SUPR
Data Generation for Learning Solutions to the Stokes Mobility Problem
Dnr:

NAISS 2025/22-749

Type:

NAISS Small Compute

Principal Investigator:

Emanuel Ström

Affiliation:

Kungliga Tekniska högskolan

Start Date:

2025-05-13

End Date:

2026-06-01

Primary Classification:

10105: Computational Mathematics

Webpage:

Allocation

Abstract

The presence of rigid body particles in fluid flows can affect the fluid properties in non-trivial ways. In creeping flows, the effect of the particles can be modeled efficiently by the mobility problem, a system of linear equations that relate external forces acting on the particles to resulting velocities of each individual particle. The mobility problem is typically complicated by two main factors. First, lubrication effects between closely interacting particles requires high resolution in the discretization, which results in costly evaluation. Secondly, long range effects between particles result in a dense system which is costly to evaluate efficiently. There have been many different approaches to solving the mobility problem, such as Stokesian dynamics in its many forms, the method of fundamental solutions, boundary integral methods and the multi blob method. These methods typically achieve near-linear complexity with respect to the number of particles, and are orders of magnitude faster than naive methods. On the other hand, the mobility problem still remains a major bottleneck in simulations of fluids containing particles, and recent efforts have therefore been made to develop methods that sacrifice accuracy to become computationally feasible. In particular, deep learning has emerged as a promising alternative to classical approaches. The current generation of deep mobility solvers are essentially graph neural network that operate on small clusters of particles at a time. While these networks are orders of magnitude faster than the classical methods, they exhibit two major flaw.
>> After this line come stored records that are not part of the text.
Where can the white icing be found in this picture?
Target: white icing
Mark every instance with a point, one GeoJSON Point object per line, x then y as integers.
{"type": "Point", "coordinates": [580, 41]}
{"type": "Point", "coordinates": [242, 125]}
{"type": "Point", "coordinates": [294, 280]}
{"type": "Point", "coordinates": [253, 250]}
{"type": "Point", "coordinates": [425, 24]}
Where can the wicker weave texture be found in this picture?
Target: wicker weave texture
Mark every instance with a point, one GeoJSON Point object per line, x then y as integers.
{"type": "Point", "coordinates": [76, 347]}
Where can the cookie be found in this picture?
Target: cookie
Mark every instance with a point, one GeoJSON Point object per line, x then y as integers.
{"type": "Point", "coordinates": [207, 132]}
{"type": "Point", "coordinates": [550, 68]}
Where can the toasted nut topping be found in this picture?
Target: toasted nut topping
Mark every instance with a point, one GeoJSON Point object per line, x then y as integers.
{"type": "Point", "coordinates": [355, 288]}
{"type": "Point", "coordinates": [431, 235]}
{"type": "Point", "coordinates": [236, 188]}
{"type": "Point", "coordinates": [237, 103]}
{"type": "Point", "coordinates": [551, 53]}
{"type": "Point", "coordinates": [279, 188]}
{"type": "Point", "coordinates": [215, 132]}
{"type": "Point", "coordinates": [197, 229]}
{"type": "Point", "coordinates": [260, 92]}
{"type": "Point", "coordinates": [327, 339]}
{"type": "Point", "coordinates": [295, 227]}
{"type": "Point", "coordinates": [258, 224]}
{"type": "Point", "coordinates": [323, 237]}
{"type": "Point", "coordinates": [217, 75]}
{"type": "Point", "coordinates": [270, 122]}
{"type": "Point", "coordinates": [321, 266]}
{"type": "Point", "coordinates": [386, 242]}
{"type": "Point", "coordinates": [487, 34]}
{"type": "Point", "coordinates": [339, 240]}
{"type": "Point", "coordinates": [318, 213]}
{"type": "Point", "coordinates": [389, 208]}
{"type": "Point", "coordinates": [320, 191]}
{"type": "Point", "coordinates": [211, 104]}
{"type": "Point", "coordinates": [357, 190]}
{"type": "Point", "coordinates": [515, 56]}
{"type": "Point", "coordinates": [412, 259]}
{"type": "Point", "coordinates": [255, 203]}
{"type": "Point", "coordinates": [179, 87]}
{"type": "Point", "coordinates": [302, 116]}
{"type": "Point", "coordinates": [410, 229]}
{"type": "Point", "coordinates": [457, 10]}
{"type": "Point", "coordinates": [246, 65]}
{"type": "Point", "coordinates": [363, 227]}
First, they omit long range multi body interactions, and secondly, they scale quadratically with the particle count, and therefore are only more efficient up to a certain limit. In this project, we aim to develop a new generation of neural architectures for solving the Stokes mobility problem, that exhibit the same linear scaling as classical methods, and account for long range multi body interactions. The main purpose of this project is to generate a considerable amount of training data. This will involve solving the Stokes mobility problem thousands of times for particle clouds containing on the order of 10 000 particles. Such a task is trivially parallelizable and therefore well suited for HPC systems.